Court orders are flagrantly ignored. Senior army officers, especially the Chief of Defence Forces, utter statements that patently offend both the letter and spirit of the law with no consequences, not even a whimper of a reprimand.

While we had a series of progressive decisions from the Bench during the late 1990s through the 2000s that pushed the frontiers of freedom and democracy in Uganda, we now have a judicial branch that is fully under capture. It is a capture powered by force and finance, the two core sources of Museveni’s rule.

There are circumstances under which litigation and judicial activism can help push a country in the right direction. We previously had a bit of that. Not Uganda of today. What we have now is a political system underpinned by militarism and crass pursuit of power, to which the Judiciary is subordinate.

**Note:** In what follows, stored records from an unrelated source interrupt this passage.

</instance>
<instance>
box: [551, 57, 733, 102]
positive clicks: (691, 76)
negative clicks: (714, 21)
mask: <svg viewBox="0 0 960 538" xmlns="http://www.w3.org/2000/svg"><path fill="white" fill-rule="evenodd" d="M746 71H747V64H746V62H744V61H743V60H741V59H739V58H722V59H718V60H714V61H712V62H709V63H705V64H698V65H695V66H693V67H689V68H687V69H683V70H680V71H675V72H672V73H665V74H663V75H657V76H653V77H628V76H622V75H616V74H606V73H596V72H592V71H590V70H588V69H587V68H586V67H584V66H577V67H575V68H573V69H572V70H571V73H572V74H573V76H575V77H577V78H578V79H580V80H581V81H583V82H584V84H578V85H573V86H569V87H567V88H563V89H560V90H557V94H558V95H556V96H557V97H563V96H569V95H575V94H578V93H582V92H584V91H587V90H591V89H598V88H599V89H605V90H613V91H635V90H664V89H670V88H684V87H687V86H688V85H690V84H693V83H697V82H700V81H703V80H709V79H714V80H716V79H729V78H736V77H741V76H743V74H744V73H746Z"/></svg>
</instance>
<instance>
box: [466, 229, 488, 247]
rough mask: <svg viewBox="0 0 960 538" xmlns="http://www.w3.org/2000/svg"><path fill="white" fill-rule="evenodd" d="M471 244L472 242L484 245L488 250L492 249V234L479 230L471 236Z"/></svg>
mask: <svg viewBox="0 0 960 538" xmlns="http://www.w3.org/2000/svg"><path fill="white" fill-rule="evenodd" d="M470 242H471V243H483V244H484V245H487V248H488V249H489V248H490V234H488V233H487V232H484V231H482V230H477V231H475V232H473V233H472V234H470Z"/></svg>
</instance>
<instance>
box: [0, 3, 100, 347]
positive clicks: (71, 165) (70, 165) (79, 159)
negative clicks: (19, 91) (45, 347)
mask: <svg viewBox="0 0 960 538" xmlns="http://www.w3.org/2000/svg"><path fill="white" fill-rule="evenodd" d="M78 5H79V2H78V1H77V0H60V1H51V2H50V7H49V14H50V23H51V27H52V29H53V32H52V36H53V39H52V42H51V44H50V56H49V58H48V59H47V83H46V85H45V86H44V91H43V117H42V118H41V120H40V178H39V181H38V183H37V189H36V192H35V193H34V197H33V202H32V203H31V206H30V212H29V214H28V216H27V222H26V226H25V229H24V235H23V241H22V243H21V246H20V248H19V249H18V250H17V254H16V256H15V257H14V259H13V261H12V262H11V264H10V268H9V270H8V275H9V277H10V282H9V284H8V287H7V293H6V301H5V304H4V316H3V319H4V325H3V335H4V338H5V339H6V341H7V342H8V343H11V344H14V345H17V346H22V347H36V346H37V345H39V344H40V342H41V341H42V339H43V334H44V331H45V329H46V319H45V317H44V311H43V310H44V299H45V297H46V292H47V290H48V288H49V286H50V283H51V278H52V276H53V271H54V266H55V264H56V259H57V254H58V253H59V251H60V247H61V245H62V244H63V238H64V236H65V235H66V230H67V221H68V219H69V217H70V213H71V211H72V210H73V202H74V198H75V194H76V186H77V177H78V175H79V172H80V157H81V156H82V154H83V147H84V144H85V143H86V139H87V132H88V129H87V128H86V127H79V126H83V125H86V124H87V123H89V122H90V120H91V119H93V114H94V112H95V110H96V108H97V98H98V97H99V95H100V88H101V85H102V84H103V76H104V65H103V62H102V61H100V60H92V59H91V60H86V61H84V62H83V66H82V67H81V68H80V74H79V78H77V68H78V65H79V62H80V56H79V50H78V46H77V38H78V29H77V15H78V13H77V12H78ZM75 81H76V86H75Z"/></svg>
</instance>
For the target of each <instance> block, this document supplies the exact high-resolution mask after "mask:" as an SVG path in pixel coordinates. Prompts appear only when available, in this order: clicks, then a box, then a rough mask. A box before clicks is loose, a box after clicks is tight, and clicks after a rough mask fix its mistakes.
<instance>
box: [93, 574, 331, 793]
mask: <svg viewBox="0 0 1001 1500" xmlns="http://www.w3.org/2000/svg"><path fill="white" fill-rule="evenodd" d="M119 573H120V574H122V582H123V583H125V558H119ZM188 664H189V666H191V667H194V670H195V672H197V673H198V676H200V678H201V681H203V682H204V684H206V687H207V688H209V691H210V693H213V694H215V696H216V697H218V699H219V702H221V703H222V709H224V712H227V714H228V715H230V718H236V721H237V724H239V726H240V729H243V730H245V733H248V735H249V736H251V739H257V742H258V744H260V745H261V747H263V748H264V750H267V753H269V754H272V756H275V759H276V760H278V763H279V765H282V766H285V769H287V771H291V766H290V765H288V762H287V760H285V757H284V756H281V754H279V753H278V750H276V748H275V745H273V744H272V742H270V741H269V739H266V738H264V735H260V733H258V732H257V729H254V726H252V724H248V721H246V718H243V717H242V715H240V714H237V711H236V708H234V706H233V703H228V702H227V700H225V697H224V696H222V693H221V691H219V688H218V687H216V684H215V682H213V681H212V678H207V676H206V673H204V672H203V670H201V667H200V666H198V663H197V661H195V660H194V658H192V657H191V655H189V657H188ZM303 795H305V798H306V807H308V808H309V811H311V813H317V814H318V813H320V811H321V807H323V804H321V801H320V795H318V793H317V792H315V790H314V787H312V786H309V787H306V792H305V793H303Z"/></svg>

The rule of law is followed only where it’s convenient and where the interests of the rulers are not threatened. We are not a law-governed country. The holders of state power, and their acolytes do not abide by basic laws and court decisions. 

Absolutely nothing happens to them when they, for example, flatly ignore a ruling of the Supreme Court! In the current circumstances, a head of the Bar association hyped as ostensibly on a revolutionary mission to overhaul the ULS is most likely overpromising and will probably under deliver.

Until there is a turnaround in Uganda’s political trajectory, a shift from militarism and the impunity of the gun to a civil political landscape of constructive discourse and dialogue by all political actors, the Law Society will make the loudest noise ever and lawyers will make eloquent submissions in courts, but the rulers will rule as they please.